This year I used the Gemini 1206 LLM to participate in the Advent of Code contest. The LLM was able to solve 60% of puzzles just from the description, and an additional 15% of the problems with simple assistance.
Result | Percent |
---|---|
Solved puzzle without human interaction | 60% |
Solved puzzle with simple debugging | 75% |
Solved puzzle when given strong hint | 90% |
Failed to solve puzzle | 10% |
Category | Count | Zero-shot | With assistance | With hint | Failed |
---|---|---|---|---|---|
Part 1 | 25 | 18 | 4 | 2 | 1 |
Part 2 | 24 | 11 | 4 | 5 | 4 |
Total | 49 | 29 | 8 | 7 | 5 |
The day-by-day solutions can be found in this Github project: github.com/jackpal/aoc2024
Disclosures and background
I work as a SDE at Google, but I don’t work in ML or on the Gemini project. I’ve competed in Advent of Code since 2020, and have gone back and solved all of the problems, often using hints from r/adventofcode and other web discussions.

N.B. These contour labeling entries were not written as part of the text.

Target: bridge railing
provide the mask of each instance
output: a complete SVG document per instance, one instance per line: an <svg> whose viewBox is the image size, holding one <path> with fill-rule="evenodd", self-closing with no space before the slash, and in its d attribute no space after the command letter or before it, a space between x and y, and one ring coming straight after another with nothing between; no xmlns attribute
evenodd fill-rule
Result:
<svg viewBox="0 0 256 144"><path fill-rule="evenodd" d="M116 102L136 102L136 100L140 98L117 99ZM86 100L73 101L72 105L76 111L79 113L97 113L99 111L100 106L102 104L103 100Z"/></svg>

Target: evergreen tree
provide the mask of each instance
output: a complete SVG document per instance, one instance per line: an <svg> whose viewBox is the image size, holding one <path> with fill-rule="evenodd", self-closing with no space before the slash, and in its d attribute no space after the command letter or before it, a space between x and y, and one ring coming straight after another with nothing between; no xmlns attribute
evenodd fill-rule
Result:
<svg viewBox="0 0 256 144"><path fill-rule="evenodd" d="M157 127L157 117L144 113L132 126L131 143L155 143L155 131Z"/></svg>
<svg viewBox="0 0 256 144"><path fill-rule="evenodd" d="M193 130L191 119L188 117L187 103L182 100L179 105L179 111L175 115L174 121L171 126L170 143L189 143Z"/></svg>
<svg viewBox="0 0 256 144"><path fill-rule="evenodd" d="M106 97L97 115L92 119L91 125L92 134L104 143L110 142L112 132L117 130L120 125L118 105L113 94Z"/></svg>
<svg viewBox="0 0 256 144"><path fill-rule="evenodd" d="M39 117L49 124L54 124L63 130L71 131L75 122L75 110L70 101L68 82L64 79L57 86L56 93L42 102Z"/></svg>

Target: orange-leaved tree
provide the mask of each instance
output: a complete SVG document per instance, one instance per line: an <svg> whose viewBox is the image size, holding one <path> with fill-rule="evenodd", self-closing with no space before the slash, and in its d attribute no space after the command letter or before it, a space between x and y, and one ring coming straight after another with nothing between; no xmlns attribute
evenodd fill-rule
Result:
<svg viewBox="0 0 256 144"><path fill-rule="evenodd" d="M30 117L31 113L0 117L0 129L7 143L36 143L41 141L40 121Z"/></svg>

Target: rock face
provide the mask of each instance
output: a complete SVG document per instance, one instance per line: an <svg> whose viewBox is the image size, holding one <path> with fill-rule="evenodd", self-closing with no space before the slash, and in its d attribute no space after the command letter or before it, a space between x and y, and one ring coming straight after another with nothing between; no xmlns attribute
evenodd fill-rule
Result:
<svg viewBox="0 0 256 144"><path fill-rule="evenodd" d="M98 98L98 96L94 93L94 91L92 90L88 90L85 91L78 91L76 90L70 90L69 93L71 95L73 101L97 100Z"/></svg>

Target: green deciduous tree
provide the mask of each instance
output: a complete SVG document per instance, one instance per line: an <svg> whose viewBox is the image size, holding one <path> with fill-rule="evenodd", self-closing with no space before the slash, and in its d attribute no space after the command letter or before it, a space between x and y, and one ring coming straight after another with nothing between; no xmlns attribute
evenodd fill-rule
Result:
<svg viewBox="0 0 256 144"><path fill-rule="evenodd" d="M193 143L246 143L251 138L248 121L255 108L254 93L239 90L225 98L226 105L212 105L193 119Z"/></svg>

I’ve been interested in LLMs and other machine learning / AI since my student days at MIT, where I caught the tail end of the original AI wave.
Experiment setup
I decided to start using a LLM on Day 11 of the contest. In order to avoid polluting the leader board, I waited 10 minutes after the start of each day’s contest to begin working on that day’s problem. This kept my LLM-assisted scores off the leaderboards. I also went back and solved the earlier days’ problems. Since those earlier day problems were submitted more than 24 hours after the problem was announced, they didn’t affect the leaderboard scoring.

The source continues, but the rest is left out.